Ici, la loi a bien produit des effets : alors que 72.369 élèves étaient instruits en famille lors de l'année scolaire 2021-2022, ils n'étaient plus que 30.644 en 2024-2025. Mais surtout, notent les rapporteurs, les associations défendant l'instruction en famille "font état de difficultés importantes liées à l'application du nouveau régime d'autorisation", en particulier pour le quatrième motif (situation propre à l'enfant) qui "fait l'objet d'interprétations plus ou moins restrictives, conduisant à des taux de refus disparates entre académies, et une appréciation différente de situations identiques". Alors que le taux de refus moyen au niveau national s'élevait à 23,3% pour l'année scolaire 2024-2025, il était de 12,5% dans l'académie de Reims et de 41,5% dans celle de Strasbourg...

Des rapporteurs divisés

En guise de synthèse, on peut lire dans l'évaluation que les rapporteurs "portent des regards divergents sur le bilan de la loi confortant le respect des principes de la République". Laure Miller (députée de la Marne, EPR) "salue la réponse apportée à la montée progressive de dérives et pratiques séparatistes", mais reconnaît que "l'encadrement progressif du nouveau régime de l'instruction en famille a [...] plongé dans l'incompréhension des familles qui ne posaient aucun problème de séparatisme". De son côté, Antoine Villedieu (député de la Haute-Saône, RN) estime que "la loi ne permet pas de répondre à l'ampleur du séparatisme, notamment islamiste", et "regrette que les dispositions de la loi pénalisent des acteurs de bonne foi, comme les foyers ayant recours à l'instruction en famille". Quant à Bastien Lachaud (député de Seine-Saint-Denis, LFI), il considère que le bilan de la loi "démontre son inutilité au regard des objectifs donnés par ses défenseurs, et de ses effets délétères", et juge que "les auditions menées n'ont pas permis de démontrer l'existence du phénomène 'séparatiste' qu'il s'agirait de combattre". 
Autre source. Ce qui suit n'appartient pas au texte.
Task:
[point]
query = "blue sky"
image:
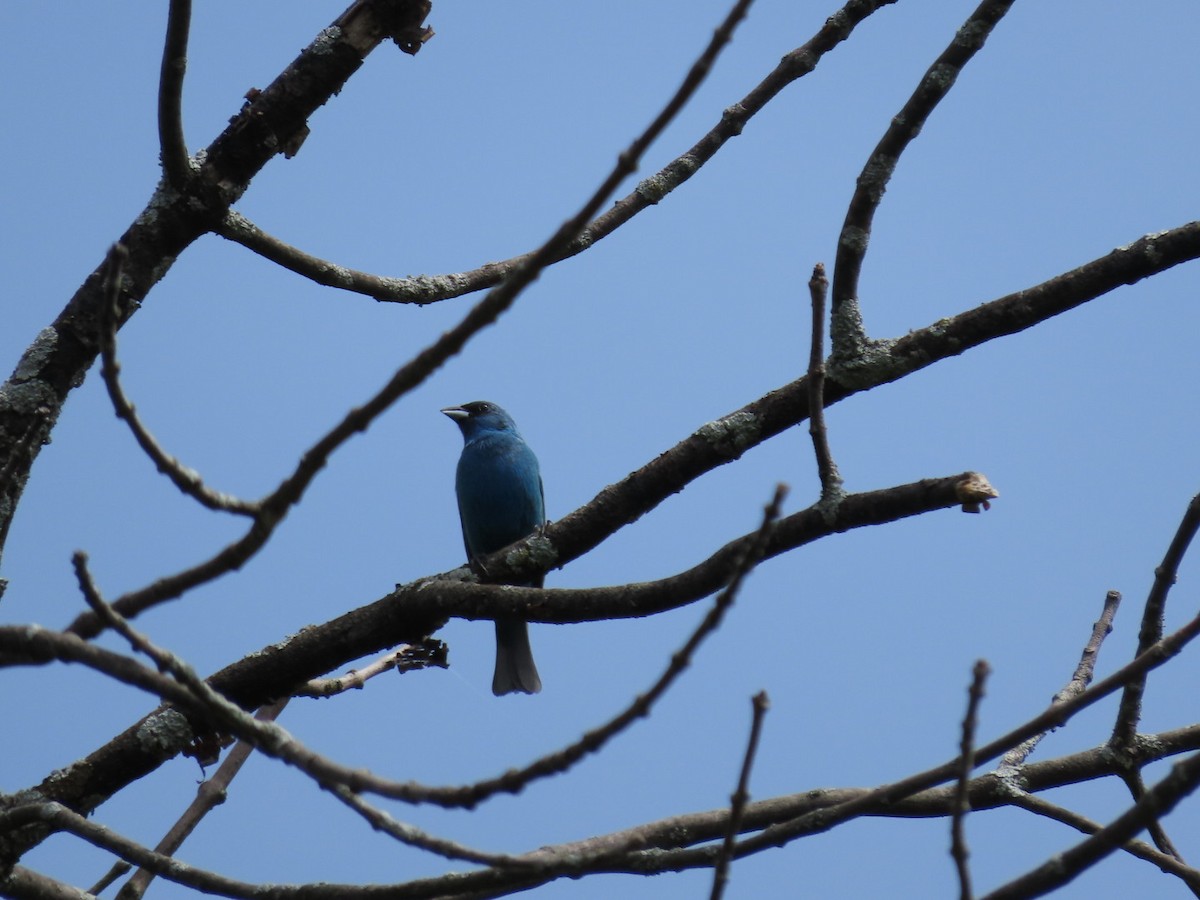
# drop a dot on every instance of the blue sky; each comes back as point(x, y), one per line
point(1072, 133)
De nouveaux moyens pour les élus locaux ?

Cette division des rapporteurs n'a pas empêché le débat. Parmi les interventions des – rares – députés présents, on remarque celle de Charles Rodwell (EPR). Estimant les collectivités et les élus locaux "au cœur des combats contre le séparatisme en général et l'islamisme en particulier", le député des Yvelines a demandé à François-Noël Buffet si le gouvernement comptait prendre des mesures pour renforcer la coopération entre l'État et les élus en matière de lutte contre le séparatisme.
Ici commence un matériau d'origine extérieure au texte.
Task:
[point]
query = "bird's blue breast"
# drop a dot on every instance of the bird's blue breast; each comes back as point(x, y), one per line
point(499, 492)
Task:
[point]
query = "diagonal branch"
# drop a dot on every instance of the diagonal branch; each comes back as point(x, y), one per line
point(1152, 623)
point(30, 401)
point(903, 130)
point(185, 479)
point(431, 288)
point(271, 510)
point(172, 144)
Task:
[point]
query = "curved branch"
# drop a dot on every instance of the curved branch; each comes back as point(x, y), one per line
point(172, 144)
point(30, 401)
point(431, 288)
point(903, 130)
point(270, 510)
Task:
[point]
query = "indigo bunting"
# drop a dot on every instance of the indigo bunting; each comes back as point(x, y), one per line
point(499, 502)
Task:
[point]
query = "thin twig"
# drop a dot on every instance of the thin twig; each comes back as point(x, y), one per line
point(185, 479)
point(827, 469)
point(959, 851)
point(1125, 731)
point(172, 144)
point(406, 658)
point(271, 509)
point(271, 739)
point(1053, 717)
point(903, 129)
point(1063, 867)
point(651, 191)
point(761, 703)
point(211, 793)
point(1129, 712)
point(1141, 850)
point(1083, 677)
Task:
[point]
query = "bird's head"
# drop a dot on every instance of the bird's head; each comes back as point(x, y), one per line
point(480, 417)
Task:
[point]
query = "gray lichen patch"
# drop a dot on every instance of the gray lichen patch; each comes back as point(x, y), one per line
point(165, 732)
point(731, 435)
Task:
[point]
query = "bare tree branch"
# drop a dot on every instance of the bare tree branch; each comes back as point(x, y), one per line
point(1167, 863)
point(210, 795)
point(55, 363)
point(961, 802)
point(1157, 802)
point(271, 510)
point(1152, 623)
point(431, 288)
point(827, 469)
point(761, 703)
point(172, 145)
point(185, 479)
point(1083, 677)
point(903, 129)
Dans sa réponse, le ministre auprès du ministre de l'Intérieur a d'abord souligné que, selon lui, "une grande partie des élus locaux ne s'est pas encore approprié la loi de 2021", et qu'en tout état de cause, "ils ne savent pas comment l'utiliser". Il a donc rappelé que les préfets constituent "le point d'ancrage" et "essaient de sensibiliser les élus locaux avec l'aide des associations des maires des différents départements". Pour François-Noël Buffet, il convient toutefois de "fluidifier le dialogue entre le préfet et les élus". À cet égard, la proposition de loi portant création d'un statut de l'élu local, adoptée au Sénat et bientôt présentée devant l'Assemblée nationale, "prévoit de donner au maire des moyens supplémentaires pour agir beaucoup plus efficacement dans certaines circonstances".

On notera enfin que la toute récente proposition de loi du sénateur Laurent Lafon visant à "protéger l'école de la République et les personnels qui y travaillent" contient également des mesures pour renforcer la laïcité, à l'école cette fois.